Beside bowel function, bladder function is of interest for SCI population. Juszczak et al ¹² reported in their study with acute and chronic SCI patients 91% who have not experienced a change in bladder management after exoskeleton training. Indeed, from the 9% who reported about change, all assessed a positive change. Hubscher et al ⁷ examined bladder function after locomotor training in chronic SCI, finding significantly increased bladder capacity after training and decreased urinary incontinence in some participants. For this survey, we developed an own questionnaire asking for SCI-relevant topics such as frequency of bladder incontinence or bladder sensitivity. The questionnaire included 5 questions with clear assignment as to whether the condition is better or worse and 3 questions with open-ended answers. In those 5 clear assigned questions, 28.24% indicated an improvement, 23.53% worsened, and 48.24% were unchanged in score. In the group of chronic patients, 31.43% improved, 21.9% worsened, and 46.67% were unchanged while in the group of acute patients 23.08% improved, 26.15% worsened and 50.77% did not change. Patients who worsened mostly reported about episodes of incontinence and increased number of used incontinence pads after training. Our questionnaire shows signs that training with HAL somehow influences the bladder function, although in some cases in the form of temporary deterioration possibly due to unusual strain and exertion.

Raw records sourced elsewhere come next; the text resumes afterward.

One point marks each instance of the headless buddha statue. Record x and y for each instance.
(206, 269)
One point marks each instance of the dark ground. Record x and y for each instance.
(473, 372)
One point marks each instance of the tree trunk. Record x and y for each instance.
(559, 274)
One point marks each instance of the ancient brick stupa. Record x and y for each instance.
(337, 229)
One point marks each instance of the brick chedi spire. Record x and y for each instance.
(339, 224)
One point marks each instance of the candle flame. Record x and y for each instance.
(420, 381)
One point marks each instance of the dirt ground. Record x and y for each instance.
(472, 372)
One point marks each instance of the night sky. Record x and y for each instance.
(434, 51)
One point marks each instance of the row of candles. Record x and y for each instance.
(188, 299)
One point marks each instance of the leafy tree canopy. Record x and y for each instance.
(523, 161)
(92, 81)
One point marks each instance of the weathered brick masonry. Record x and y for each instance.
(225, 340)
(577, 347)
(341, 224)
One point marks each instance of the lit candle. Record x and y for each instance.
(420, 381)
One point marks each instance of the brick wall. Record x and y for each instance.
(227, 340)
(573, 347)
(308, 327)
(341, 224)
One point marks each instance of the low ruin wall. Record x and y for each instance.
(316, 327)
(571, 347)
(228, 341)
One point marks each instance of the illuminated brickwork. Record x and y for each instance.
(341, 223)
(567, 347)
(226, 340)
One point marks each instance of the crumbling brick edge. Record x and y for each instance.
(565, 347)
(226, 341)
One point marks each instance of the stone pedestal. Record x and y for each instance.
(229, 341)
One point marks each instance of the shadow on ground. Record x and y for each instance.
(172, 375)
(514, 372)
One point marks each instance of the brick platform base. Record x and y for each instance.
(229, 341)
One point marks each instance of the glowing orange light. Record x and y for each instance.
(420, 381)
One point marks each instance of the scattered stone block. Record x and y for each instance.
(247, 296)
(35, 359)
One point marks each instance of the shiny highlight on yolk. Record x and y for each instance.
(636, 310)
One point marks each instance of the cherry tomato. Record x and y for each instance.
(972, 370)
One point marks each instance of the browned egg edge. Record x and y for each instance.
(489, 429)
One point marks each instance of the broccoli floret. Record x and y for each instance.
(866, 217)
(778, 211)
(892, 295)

Limitations of this study include the small sample size as well as the fact that the survey was carried out retrospectively. Furthermore, we used a not validated, self-developed questionnaire for bladder function with inconsistent Likert scale precluding a statistically evaluation. Evaluation of acute injured patient can be questioned as regeneration of bowel and bladder function occurs still months after SCI and therefore status of acute patients cannot be seen as constant before training. Other limitations are the varying lesion levels of our patients, the absence of a control group and a missing follow up evaluation to observe how long the effects last.

Despite these limitations, findings of our survey are consistent with those from Baunsgaard et al ¹ , Hubscher et al ⁷ , Juszczak et al ¹² and Chun et al ¹³ showing trends of enhanced bowel incontinence, constipation and bladder function following exoskeleton training and locomotor training, respectively. Patients with SCI even in a chronic state could potentially benefit from this method of high repetitive and movement-supporting gait training not only in gait-associated parameters as reported previously^9,15-21 but also in secondary health conditions and therefore contribute to an increased QoL. Further Studies with larger sample size are needed to confirm this assumption. For this, multi-center approaches should be considered, especially since therapy with exoskeletons has also spread in outpatient therapy centers in recent years.